2.      Member States shall be released from the obligation to place at the disposal of the Commission the amounts corresponding to established entitlements which prove irrecoverable either:

(a)      for reasons of force majeure; or

(b)      for other reasons which cannot be attributed to them.

Amounts of established entitlements shall be declared irrecoverable by a decision of the competent administrative authority finding that they cannot be recovered.

Amounts of established entitlements shall be deemed irrecoverable, at the latest, after a period of five years from the date on which the amount has been established in accordance with Article 2 or, in the event of an administrative or judicial appeal, the final decision has been given, notified or published.

Amounts declared or deemed irrecoverable shall be definitively removed from the separate account referred to in Article 6(3)(b). They shall be shown in an annex to the quarterly statement referred to in Article 6(4)(b) and[,] where applicable, in the quarterly statement referred to in Article 6(5).

3.      Within three months of the administrative decision mentioned in paragraph 2 or in accordance with the time limits referred to in that paragraph, Member States shall provide the Commission with information on those cases where paragraph 2 has been applied provided the established entitlements involved exceed EUR 50 000.

This report, which shall be made on a form to be produced by the Commission after consulting the committee referred to in Article 20, shall include all the facts necessary for a full examination of the reasons referred to in paragraph 2(a) and (b), which prevented the Member State concerned from making available the amounts in question, and the recovery measures the Member State took in the case or cases in question.

4. The Commission has six months from the receipt of the report provided for in paragraph 3 to forward its comments to the Member State concerned.

…’

–       The Court of Justice’s interpretation

78      It is apparent from Article 8(1) of Decisions 2000/597 and 2007/436 that the European Union’s own resources referred to in Article 2(1)(a) and (b) of Decision 2000/597 and in Article 2(1)(a) of Decision 2007/436 are collected by the Member States, who are obliged to make them available to the Commission (see, to that effect, judgment of 8 July 2010, Commission v Italy, C‑334/08, EU:C:2010:414, paragraph 34).

79      To that end, the Member States are required, under Article 2(1) of Regulation No 1150/2000, to establish the European Union’s entitlement to own resources as soon as the conditions provided for by the customs regulations have been met concerning the entry of the entitlement in the accounts and the notification of the debtor. The Member States are accordingly required to enter the entitlements established in accordance with Article 2 of that regulation in the accounts for the own resources of the European Union on the conditions laid down in Article 6 of that regulation (see, to that effect, judgment of 1 July 2010, Commission v Germany, C‑442/08, EU:C:2010:390, paragraph 76 and the case-law cited).

80      It must be made clear in that regard that, under Article 6(3)(b) of that regulation, an established entitlement which has not yet been recovered and in respect of which no security has been provided is to be shown in separate accounts, namely B accounts (see, to that effect, judgment of 11 July 2019, Commission v Italy (Own resources – Recovery of a customs debt), C‑304/18, not published, EU:C:2019:601, paragraph 52).

81      The Member States must then make the European Union’s own resources available to the Commission on the conditions laid down in Articles 9 to 11 of Regulation No 1150/2000, by crediting those resources, within the prescribed period, to the account opened in the name of that institution.
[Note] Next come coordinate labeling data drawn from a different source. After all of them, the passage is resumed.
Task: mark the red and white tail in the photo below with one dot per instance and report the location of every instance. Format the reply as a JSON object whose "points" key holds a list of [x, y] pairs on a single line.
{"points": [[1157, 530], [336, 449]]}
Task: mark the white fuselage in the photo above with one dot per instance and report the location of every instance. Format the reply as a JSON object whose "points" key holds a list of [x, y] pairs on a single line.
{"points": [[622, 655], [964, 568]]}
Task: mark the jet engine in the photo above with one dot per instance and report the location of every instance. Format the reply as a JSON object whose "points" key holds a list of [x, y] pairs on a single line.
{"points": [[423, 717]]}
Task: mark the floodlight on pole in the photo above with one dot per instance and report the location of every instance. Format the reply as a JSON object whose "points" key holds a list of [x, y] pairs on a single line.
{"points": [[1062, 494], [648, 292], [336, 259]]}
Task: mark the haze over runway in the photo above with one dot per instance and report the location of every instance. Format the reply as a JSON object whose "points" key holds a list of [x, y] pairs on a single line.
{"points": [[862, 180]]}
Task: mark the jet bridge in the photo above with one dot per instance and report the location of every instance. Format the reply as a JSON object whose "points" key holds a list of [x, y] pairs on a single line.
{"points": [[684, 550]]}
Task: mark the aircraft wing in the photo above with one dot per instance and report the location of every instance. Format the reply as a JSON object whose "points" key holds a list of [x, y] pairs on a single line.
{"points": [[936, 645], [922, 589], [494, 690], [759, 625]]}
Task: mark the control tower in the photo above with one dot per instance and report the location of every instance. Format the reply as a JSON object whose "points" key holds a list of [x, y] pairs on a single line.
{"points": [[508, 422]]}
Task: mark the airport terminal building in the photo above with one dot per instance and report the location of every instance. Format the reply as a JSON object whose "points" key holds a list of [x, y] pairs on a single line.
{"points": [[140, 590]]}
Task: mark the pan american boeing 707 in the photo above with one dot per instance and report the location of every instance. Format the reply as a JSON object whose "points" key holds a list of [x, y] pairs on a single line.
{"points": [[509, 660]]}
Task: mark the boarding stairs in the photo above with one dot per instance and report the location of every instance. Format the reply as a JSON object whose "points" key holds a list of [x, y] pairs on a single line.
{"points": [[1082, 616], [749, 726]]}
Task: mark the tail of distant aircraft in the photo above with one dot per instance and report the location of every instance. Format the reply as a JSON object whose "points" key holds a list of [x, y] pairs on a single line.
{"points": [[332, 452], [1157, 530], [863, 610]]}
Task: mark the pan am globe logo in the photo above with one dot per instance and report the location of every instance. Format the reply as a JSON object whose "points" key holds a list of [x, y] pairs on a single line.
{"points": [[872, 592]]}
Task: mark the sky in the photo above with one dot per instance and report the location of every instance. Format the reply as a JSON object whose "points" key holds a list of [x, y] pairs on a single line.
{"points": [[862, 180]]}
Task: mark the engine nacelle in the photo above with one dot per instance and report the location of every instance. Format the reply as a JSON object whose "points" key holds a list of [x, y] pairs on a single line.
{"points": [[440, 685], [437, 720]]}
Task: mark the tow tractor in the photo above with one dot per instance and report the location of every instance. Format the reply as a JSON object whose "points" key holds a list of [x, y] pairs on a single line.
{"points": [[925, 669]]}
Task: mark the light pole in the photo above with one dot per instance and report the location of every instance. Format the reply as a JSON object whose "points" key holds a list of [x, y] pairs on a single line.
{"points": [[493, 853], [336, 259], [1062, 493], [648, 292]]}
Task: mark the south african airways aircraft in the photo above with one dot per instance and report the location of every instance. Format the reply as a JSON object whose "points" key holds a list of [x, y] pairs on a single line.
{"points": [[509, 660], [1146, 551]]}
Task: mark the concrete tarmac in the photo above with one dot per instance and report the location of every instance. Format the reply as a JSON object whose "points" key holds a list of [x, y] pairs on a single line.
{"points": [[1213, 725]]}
In accordance with Article 11(1) of that regulation, any delay in making the entry in that account is to give rise to the payment of interest by the Member State concerned (judgment of 9 July 2020, Czech Republic v Commission, C‑575/18 P, EU:C:2020:530, paragraph 58).

82      In addition, under Article 17(1) and (2) of Regulation No 1150/2000, Member States are to take all requisite measures to ensure that the amounts corresponding to the entitlements established under Article 2 of that regulation are made available to the Commission. Member States are to be released from that obligation only if the amounts cannot be recovered for reasons of force majeure or if recovery proves definitively to be impossible for reasons which cannot be attributed to them. Amounts declared or deemed irrecoverable are to be definitively removed from the separate account referred to in Article 6(3)(b) of that regulation (judgment of 9 July 2020, Czech Republic v Commission, C‑575/18 P, EU:C:2020:530, paragraph 60).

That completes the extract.